(04강) Convolution은 무엇인가?

210811

Convolution

I는 입력 이미지, K는 적용하고자 하는 커널이다.

3x3 필터와 7x7 이미지를 컨볼루션 연산을 하면 5x5가 나온다.

같은 이미지에 대해서 적용하고자 하는 필터의 모양에 따라서 Output이 흐려지거나 강조될 수 있고 외곽선만 딸 수도 있다.

일반적으로 이미지에 대해 5x5 필터를 사용한다는 것은 이미지의 채널 개수와 필터의 커널의 개수가 동일하다는 조건이 있기 때문에 문제될 것이 없다. 이미지가 32x32x3 이라면 5x5필터도 5x5x3이 될것이다.

또, 여러개의 필터를 쓸 수도 있고 여러 층에서 이어서 사용할 수도 있다

이 때, 파라미터의 수를 구하는 것이 중요하다. (우측 그림을 보면)

첫번째 층에서의 파라미터 수는 커널의 크기 5x5 그리고 채널 수 3 그리고 output의 채널 수 4를 곱한 5x5x3x4 가 된다.
두번째 층에서의 파라미터 수는 커널의 크기 5x5 그리고 채널 수 4 그리고 output의 채널 수 10을 곱한 5x5x4x10이 된다

Convolution Neural Network, CNN은 도장을 찍는 Conv와 Pooling 그리고 Fully Connected, FC로 이루어져 있다.

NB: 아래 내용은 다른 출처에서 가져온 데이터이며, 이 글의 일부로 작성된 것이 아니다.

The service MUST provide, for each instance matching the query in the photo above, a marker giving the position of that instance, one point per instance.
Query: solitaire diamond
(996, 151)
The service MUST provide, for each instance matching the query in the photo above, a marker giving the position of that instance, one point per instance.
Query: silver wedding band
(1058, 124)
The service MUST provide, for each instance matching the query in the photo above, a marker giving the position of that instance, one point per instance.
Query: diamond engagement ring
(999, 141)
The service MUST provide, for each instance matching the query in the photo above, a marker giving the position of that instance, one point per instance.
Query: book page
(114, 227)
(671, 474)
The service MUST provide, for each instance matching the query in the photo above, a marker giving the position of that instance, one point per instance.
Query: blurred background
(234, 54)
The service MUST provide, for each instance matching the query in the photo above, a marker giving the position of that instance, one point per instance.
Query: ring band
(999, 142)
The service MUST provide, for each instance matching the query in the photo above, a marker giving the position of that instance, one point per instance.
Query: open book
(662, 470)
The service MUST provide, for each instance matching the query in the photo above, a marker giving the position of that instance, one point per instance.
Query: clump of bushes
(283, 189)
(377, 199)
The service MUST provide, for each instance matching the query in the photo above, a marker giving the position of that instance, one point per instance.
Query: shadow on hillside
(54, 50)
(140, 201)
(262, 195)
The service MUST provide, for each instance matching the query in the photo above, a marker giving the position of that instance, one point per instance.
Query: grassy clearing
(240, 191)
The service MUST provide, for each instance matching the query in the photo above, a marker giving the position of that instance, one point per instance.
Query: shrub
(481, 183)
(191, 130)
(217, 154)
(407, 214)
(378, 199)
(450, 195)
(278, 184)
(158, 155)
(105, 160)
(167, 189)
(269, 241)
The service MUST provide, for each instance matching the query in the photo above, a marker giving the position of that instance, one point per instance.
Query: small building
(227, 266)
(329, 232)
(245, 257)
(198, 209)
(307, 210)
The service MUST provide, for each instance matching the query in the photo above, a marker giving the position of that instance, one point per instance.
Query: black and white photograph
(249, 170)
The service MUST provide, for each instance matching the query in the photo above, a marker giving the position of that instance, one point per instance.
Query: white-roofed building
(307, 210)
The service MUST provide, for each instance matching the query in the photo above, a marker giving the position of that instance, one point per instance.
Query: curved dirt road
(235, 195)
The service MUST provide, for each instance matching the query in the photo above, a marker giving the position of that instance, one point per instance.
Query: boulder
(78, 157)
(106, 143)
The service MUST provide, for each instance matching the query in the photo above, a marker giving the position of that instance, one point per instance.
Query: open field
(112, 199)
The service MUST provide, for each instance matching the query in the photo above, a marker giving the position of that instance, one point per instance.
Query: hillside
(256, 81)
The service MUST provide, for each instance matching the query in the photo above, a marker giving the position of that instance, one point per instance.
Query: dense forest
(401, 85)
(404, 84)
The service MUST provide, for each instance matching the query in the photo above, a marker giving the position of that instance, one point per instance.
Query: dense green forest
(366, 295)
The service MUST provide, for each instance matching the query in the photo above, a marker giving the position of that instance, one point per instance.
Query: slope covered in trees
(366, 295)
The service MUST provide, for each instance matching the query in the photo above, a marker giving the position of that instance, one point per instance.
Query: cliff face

최근에 추세는 FC를 제거하는 방향이다. 왜냐하면 FC는 모델의 파라미터 수를 많이 필요하기 때문이다.
- 파라미터 수가 많아지면 학습이 어려워지고 범용성이 줄어들게된다.

Stride

S = 1이면 픽셀을 한칸씩 이동하고 S = 2이면 픽셀을 두칸씩 이동한다

Padding

커널은 가장자리를 중심으로 찍지 못하는데, 패딩을 덧대면 가능하다.

파라미터의 개수는 커널의 크기 * 인풋 채널 수 * 아웃풋 채널 수 이다. 이걸 알아야 하는 이유는 어떤 모델을 볼 때 그 모델의 파라미터의 수가 대략 만단위 인지 십만단위 인지를 바로 파악해야 하기 때문이다.

첫번째 레이어

필터의 크기 : 11x11
입력채널 : 3
출력채널 : 96
- 이 때는 GPU 메모리가 부족해서 48개의 채널을 2개의 Stream으로 나누어서 진행했다.
파라미터 수 : 11 * 11 * 3 * 48 * 2 = 35k

두번째 레이어

필터의 크기 : 5x5
입력채널 : 48
출력 채널 : 128 * 2
파라미터 수 : 307k

세번째 레이어 : (3x3x2, 128, 192*2)

필터개수가 2개, 출력 개수도 2개이기 때문에 각각 2를 곱해준다.
특히 이 부분은 서로 다른 GPU에서 파라미터교환을 하는 부분으로 Intersection된다고 한다.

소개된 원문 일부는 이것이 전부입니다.